= Maryam Saeedifard =

Electrical engineer

Maryam Saeedifard is an electrical engineer specializing in power electronics, including multi-level HVDC converters, and the control theory of microgrids, with application to inexpensive and efficient renewable energy power conversion for solar power and wind power. Originally from Iran, and educated in Iran and Canada, she has worked in Switzerland and the US, where she is Dean's Professor in the School of Electrical and Computer Engineering at Georgia Tech.

==Education and career==
Saeedifard is originally from Iran.
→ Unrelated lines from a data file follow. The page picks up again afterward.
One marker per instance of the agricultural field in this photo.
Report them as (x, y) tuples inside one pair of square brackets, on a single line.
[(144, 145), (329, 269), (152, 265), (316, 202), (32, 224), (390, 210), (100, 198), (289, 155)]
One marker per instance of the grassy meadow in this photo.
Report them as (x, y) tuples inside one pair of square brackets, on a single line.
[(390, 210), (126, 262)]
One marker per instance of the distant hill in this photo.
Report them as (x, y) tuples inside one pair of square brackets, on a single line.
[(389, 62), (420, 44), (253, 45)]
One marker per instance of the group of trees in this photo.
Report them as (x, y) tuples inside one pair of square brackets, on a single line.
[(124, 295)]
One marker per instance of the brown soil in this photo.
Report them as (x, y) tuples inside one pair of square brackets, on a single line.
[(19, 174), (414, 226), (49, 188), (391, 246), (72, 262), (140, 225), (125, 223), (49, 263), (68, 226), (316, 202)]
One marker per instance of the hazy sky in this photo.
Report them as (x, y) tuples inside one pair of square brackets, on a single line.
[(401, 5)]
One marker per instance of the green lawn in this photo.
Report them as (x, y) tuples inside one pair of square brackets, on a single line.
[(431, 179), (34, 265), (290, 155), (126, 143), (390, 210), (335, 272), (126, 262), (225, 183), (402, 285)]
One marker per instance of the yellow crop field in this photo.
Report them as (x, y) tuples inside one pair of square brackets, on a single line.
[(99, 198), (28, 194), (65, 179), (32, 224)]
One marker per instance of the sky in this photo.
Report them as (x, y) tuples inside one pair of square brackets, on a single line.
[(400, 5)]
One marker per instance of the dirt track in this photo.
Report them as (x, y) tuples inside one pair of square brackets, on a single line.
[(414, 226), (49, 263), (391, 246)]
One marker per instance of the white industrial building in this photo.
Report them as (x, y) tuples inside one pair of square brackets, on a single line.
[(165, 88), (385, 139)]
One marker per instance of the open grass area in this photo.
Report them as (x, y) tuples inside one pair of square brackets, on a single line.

She was a student in electrical engineering at Isfahan University of Technology, where she earned a bachelor's degree in 1998 and a master's degree in 2002. She went to the University of Toronto for a Ph.D. in electrical engineering, completed in 2008.

After becoming a researcher in Switzerland for ABB, working on wind turbine energy generation, she returned to academia as an assistant professor at Purdue University in 2010. She moved to Georgia Tech in 2014, and was named Dean's Professor in 2021.

Beyond her research and teaching, she is active in mentoring women in engineering, and has chaired the Women in Engineering committee of the IEEE Power Electronics Society.

==Recognition==
Saeedifard was the 2010 winner of the Richard M. Bass Outstanding Young Power Electronics Engineer Award of the IEEE Power Electronics Society. In 2018 she received the J. David Irwin Early Career Award of the IEEE Industrial Electronics Society, "for outstanding research contributions in modulation and control of multilevel converters and voltage-sourced converter-based dc (HVDC) transmission".

She was the 2021 winner of the C3E Technology Research & Innovation Award of the Clean Energy Education and Empowerment Initiative, sponsored by the United States Department of Energy. She was one of the recipients of the 2022 Nagamori Awards, recognizing her "for contributions to highly-efficient, power-dense and fault-tolerant multilevel converter-based medium-voltage drives".

She was elected as an IEEE Fellow in 2022, "for contributions to modulation, control and protection of multilevel converters for high-voltage DC transmission".